Приключения Шуры Холмова и фельдшера Вацмана (СИ) - Милошевич Сергей
Шрифт:
Интервал:
Закладка:
— Смотри-ка, чтобы тебе сельские хлопцы физиономию кулаками не пощупали! — усмехнулся Дима.
— Не дрейфь, Вацман, все будет нормально! — самодовольно похлопал по плечу товарища Холмов. — Таких бравых хлопцев, как мы, сельские фраера будут обходить десятой дорогой. Мы тут всех баб перетрахаем. Идем домой, помоем шеи, переоденемся, перекусим чего-нибудь и айда на гопалки…
…Едва Шура и Дима вошли в полутемный, грязноватый зал Хлебаловского клуба, как все присутствующие повернулись к ним и с любопытством уставились на «городских», изредка шушукаясь между собой. Стушевавшись от такой беспардонности, Вацман засуетился и, бормоча какую-то ерунду, плюхнулся на первый же свободный стул. Что же касается Холмова, то он ничуть не смутился, небрежным жестом достал пачку папирос, закурил и стал сам в свою очередь осматривать собравшихся. Это были в основной массе молодые парни и девушки от шестнадцати до двадцати пяти-двадцати восьми лет, одетые соответственно месту проживания: в мятые «пинжаки», свитера, длинные, ляповатые платьица ниже колен. Занимались они кто чем — несколько человек играли в шашки и домино в дальнем углу зала, один мужик отгадывал кроссворд, обхватив в задумчивости голову руками, остальные танцевали под хриплые звуки магнитофона, стоявшего на сцене. Довольно скоро Шура с разочарованием констатировал, что выбор невест был более чем невелик. Местные Дульсинеи изысканностью форм и приятностью лиц не отличались. А ежели среди них и попадались более-менее симпатичные барышни, то вокруг них вертелись сразу по несколько местных Ромео, ссориться с которыми, несмотря на свою внешнюю боевитость, Шура, как человек неглупый, не собирался. — «Как же быть?» — подумал Шура, озабоченно почесывая подбородок. — «Неужели придется флиртовать с этими крокодилами? Ведь без женской ласки жить долго тоже не дело, а торчать здесь, возможно, придется не один день»…
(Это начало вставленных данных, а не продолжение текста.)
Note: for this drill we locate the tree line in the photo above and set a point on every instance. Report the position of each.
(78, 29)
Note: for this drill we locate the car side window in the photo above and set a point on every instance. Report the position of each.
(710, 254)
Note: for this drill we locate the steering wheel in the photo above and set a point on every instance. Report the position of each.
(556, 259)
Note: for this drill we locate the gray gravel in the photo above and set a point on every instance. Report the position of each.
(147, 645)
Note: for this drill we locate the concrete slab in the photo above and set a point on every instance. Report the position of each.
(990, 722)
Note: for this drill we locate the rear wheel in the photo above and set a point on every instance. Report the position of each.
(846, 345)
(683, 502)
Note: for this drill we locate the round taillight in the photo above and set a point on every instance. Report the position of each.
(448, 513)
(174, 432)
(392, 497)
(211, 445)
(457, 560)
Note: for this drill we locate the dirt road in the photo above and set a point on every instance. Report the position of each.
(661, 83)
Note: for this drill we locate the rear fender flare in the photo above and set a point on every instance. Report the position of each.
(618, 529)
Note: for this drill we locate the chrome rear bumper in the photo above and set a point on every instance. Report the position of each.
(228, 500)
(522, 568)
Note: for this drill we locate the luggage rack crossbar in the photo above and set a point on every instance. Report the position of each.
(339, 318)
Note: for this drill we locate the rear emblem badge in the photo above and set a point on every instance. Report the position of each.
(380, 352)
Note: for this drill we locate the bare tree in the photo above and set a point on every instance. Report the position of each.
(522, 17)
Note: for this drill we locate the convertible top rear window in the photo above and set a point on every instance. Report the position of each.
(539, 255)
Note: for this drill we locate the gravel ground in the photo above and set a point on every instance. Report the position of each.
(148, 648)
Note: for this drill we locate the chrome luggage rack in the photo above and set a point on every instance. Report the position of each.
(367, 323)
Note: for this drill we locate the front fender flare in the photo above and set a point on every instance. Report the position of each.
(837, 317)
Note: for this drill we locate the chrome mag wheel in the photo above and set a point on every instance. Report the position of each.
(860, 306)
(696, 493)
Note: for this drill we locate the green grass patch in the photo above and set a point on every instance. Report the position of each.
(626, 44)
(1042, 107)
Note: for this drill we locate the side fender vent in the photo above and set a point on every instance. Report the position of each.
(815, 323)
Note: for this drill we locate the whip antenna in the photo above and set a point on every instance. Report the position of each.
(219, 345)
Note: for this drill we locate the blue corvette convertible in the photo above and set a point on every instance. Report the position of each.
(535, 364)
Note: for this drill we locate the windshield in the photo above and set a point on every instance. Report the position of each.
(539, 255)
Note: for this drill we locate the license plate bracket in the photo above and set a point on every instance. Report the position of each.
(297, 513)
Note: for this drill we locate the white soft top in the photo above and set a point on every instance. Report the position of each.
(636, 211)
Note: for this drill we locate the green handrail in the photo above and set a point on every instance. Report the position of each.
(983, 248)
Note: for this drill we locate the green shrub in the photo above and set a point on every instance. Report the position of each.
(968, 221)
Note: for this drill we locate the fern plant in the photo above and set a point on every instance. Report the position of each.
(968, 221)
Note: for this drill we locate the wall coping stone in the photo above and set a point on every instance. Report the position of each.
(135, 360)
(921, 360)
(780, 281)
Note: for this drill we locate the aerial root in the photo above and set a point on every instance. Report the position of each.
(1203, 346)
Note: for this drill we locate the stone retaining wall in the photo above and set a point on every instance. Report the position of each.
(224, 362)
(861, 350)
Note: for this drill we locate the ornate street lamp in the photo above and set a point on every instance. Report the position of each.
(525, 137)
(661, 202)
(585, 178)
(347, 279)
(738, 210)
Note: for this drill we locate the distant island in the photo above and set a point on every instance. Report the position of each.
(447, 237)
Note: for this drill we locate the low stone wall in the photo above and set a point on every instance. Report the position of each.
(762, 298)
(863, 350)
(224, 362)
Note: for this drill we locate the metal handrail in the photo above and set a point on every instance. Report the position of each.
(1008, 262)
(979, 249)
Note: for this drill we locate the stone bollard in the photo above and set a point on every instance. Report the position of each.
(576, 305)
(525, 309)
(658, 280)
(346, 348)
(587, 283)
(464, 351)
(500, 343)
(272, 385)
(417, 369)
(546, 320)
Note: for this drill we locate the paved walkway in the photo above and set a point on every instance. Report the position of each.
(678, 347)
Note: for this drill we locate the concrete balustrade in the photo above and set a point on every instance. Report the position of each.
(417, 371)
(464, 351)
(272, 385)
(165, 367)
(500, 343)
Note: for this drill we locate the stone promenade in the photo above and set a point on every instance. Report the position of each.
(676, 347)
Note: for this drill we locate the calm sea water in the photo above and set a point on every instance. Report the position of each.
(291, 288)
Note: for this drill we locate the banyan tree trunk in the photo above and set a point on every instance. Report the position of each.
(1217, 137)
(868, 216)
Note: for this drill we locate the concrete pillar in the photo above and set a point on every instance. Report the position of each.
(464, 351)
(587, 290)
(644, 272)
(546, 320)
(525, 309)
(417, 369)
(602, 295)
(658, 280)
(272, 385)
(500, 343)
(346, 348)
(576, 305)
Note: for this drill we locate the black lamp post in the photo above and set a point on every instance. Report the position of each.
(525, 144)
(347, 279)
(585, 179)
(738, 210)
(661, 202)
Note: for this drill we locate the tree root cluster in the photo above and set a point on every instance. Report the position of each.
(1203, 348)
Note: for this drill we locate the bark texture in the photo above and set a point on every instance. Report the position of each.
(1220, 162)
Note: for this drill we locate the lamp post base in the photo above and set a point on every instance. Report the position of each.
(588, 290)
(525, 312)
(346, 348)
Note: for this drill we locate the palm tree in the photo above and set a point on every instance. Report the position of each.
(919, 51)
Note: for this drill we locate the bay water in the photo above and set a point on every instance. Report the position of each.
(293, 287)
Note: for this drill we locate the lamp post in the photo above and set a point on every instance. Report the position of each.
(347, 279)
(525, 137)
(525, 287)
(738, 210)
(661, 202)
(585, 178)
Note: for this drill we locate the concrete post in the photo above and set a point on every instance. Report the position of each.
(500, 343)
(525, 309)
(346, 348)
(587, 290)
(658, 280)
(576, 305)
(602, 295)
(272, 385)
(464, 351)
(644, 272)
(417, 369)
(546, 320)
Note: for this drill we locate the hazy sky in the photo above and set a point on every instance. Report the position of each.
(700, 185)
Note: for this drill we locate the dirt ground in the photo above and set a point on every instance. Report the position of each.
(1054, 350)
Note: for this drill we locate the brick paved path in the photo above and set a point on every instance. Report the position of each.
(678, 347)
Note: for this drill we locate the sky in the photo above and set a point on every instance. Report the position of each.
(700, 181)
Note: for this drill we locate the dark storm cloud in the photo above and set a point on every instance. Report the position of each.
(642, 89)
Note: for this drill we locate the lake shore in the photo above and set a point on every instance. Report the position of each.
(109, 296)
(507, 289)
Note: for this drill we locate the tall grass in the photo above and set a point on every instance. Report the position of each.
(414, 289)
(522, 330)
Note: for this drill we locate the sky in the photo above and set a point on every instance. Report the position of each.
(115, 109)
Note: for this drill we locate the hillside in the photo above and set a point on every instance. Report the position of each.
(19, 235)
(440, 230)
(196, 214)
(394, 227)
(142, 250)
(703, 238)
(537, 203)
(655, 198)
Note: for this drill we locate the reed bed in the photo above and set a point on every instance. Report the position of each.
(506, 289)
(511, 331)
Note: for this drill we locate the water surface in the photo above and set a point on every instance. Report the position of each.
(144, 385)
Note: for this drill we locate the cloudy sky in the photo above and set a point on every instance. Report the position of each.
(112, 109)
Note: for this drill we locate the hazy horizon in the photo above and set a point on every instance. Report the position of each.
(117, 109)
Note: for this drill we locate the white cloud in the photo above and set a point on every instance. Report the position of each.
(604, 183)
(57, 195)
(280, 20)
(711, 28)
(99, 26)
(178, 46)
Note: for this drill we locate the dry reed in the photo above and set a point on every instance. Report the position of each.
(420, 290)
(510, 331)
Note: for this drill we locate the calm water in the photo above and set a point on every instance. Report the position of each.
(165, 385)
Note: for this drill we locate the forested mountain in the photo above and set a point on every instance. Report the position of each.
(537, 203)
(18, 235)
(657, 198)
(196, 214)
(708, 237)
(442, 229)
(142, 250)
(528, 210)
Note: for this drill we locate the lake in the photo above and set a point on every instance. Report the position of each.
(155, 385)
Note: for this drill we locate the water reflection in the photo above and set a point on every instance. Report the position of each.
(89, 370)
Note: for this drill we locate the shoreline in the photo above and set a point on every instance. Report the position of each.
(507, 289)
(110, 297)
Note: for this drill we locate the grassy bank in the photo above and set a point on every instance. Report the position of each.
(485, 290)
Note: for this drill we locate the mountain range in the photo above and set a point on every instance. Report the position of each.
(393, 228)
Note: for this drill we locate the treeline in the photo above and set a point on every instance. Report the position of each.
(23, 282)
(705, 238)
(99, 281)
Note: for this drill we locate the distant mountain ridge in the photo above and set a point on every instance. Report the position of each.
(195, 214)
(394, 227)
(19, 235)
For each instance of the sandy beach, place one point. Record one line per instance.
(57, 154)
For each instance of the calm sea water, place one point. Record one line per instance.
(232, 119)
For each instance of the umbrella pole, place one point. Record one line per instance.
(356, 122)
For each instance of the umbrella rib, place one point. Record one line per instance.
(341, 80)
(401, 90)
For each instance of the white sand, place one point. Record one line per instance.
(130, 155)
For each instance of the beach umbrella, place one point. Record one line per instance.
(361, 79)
Шурины сомнения и колебания разрешились достаточно просто: вскоре объявили «белый танец» и к нему, смущаясь, подошла веснушчатая рыжеволосая полненькая девица, единственным выдающимся (причем в полном смысле этого слова) достоинством, как беглым взором определил Холмов, была большая, туго растягивающая свитер грудь. Прижавшись под звуки томной серенады к упругим девичьим достоинствам своей партнерши, Холмов, к своему удивлению отметил, что его все больше и больше охватывает возбуждение.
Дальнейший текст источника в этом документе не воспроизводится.